RASHMEE ROSHAN LALL August 10, 2016

america i sing you backAs a naturalized American, I think it’s fair to say that one is deeply fearful about the state of the US right now. It’s also fair to record the difficulty of explaining to a lot of puzzled people in many places that the US is not really a bigoted country (Donald Trump and his supporters notwithstanding).

For, as Nobel laureate Joseph Stiglitz has written, irreparable damage has already been done, “damage that will be hard to repair even if he (Mr Trump) is not elected.” This is because, as Mr Stiglitz says , Donald Trump has announced “a striking change in US policies toward others. Trade agreements will be broken, so too will NATO agreements. Everything is to be renegotiated — even the US debt. Trump, in his own dealings, never seemed to have believed that a man’s word was his honor. A contract, a promise to pay, was just the beginning of a negotiation.”

As a naturalized American, it’s pretty hard to say that’s not really what most Americans are like. That they’re not so despicable a people as to care nothing about honor and keeping promises. Or, as Mr Stiglitz explains, that America acts in its own interests but has “been a strong supporter of the international rule of law.” As he explains, Americans “may not always fully live up to our agreements, but we typically do. Countries that violate the rule of law face the risk of sanctions. The enforcement of the international rule of law may be imperfect, but it is better than having no rule of law.”

As a naturalized American it’s hard to cite American Muslims as a great example of US integration and one-nation politics when Mr Trump goes off on a rant about an American Muslim family who lost their son fighting an American war. And when millions of voters in the Republican primaries appeared to support Mr Trump’s exclusivist, anti-Muslim proposals. And when Mr Trump raised $80 m in small donations in July.

People are entitled to be sceptical about what I say. I was not born in the US; nor was I bred there. How authentic can my protestations about America be? Especially when Peggy Noonan writes in The Wall Street Journal that the US is on its way to becoming a “kakistocracy” a Greek word that “means government by the worst persons, by the least qualified or most unprincipled.”

Ms Noonan, everyone will say, should know. What would you, a naturalized American know?

Well, I only say what I myself have found to be true. About American inclusiveness and generosity, hard work, honesty and the belief in rule of law.

And one of the great poems that to me seems to symbolize the US is Allison Adelle Hedge Coke’s ‘America, I Sing You Back’.
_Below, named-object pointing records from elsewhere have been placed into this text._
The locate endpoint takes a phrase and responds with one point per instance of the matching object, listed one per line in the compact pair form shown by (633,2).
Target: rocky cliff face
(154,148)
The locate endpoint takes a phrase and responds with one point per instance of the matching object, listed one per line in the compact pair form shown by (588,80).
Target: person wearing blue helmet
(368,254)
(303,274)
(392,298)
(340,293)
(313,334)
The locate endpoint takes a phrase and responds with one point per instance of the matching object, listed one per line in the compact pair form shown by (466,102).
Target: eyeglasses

Ms Hedge Coke’s heritage and the reality of her circumstances is literally America – all of it, warts and all, racially and in terms of societal issues. She has Huron and Metis blood. The first are indigenous people of North America, the second are of mixed European and indigenous ancestry, and one of the three recognized Aboriginal peoples in Canada. Her mother was schizophrenic and Ms Hedge Coke herself struggled in her youth with alcoholism. But she has displayed a (very American) can-do spirit throughout her life – as a mentor to Native Americans — on reservations, in juvenile facilities, mental institutions, and in prisons. She has also worked with other vulnerable young people, again, typically the sort of community-minded endeavour I associate with America and Americans.
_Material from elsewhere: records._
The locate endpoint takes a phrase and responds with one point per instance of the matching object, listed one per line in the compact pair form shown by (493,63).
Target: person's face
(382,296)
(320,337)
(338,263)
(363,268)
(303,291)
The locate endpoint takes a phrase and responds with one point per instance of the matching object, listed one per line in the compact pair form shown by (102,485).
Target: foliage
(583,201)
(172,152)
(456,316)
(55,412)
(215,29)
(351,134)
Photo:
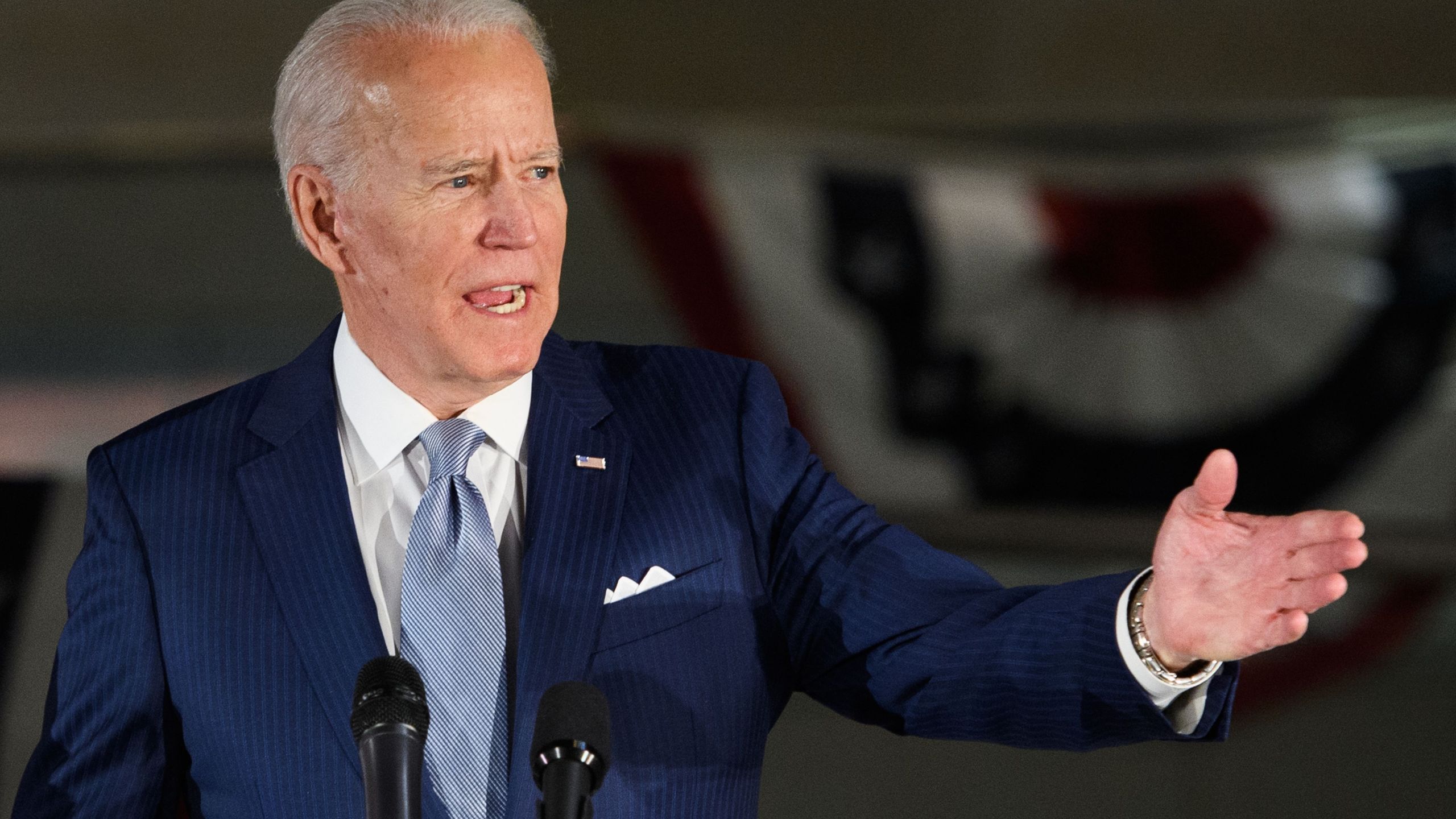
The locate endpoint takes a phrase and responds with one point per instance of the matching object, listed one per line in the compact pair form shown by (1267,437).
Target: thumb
(1213,487)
It’s very moving to read her love song to America, especially the words “as I cried this country, my song grew roses in each tear’s fall.”

The full poem is below:

America, I Sing You Back

America, I sing back. Sing back what sung you in.

Sing back the moment you cherished breath.

Sing you home into yourself and back to reason.

Before America began to sing, I sung her to sleep,

held her cradleboard, wept her into day.

My song gave her creation, prepared her delivery,

held her severed cord beautifully beaded.

My song helped her stand, held her hand for first steps,

nourished her very being, fed her, placed her three sisters strong.

My song comforted her as she battled my reason

broke my long-held footing sure, as any child might do.

As she pushed herself away, forced me to remove myself,

as I cried this country, my song grew roses in each tear’s fall.

My blood-veined rivers, painted pipestone quarries

circled canyons, while she made herself maiden fine.

But here I am, here I am, here I remain high on each and every peak,

carefully rumbling her great underbelly, prepared to pour forth singing—

and sing again I will, as I have always done.

Never silenced unless in the company of strangers, singing

the stoic face, polite repose, polite while dancing deep inside, polite

Mother of her world. Sister of myself.

When my song sings aloud again. When I call her back to cradle.

Call her to peer into waters, to behold herself in dark and light,

day and night, call her to sing along, call her to mature, to envision—

then, she will quake herself over. My song will make it so.

When she grows far past her self-considered purpose,

I will sing her back, sing her back. I will sing. Oh I will—I do.

America, I sing back. Sing back what sung you in.